Here's the problem: According to the U.S. Supreme Court, NCAA football is "an industry in which horizontal restraints on competition are essential if the product is to be available at all." -NCAA v. Board of Regents, 468 U.S. 85, at 101 (1979).
UConn would have to do a lot more than point to the existence of various horizontal restraints that cause harm as to UConn. Behavior that would, in other industries, be condemned as per se illegal is subject to the rule of reason in the sports context. Shouting "collusion" or "group boycott" is not going to get you anywhere. Every conference is, by definition, a group boycott of other teams. And members of every conference must meet and agree on schedules and rules that all will follow.

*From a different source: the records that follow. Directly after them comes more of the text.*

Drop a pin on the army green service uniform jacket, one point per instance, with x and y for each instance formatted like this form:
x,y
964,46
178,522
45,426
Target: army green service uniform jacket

To successfully challenge the P5, UConn or another plaintiff would have to demonstrate that a particular restraint or group of restraints is unreasonable -- which would mean demonstrating that they have the effect of (or the clear purpose of) restricting the supply of top tier college football contests. (This would involve defining "top tier" P5 football as a separate product market from G5 football, which while possible would nonetheless be an uphill battle.)
Technically, a plaintiff could succeed just by demonstrating that the effect of the P5 agreements is to restrict the supply of "top tier" football -- but that would involve forecasting the future, which a court would be reluctant to do in such a complex industry. Thus, as a practical matter, a suit is unlikely to be successful without clear evidence of anticompetitive intent (e.g. "starving" non P5 schools of money needed to compete at a "top tier" level.) I would not be at all surprised if this is, in fact, the motivating force behind much of what the P5 is doing -- but finding sufficient evidence to demonstrate that it was a conscious plan or scheme (and not just something one particular AD wrote in an internal email) would be extremely difficult.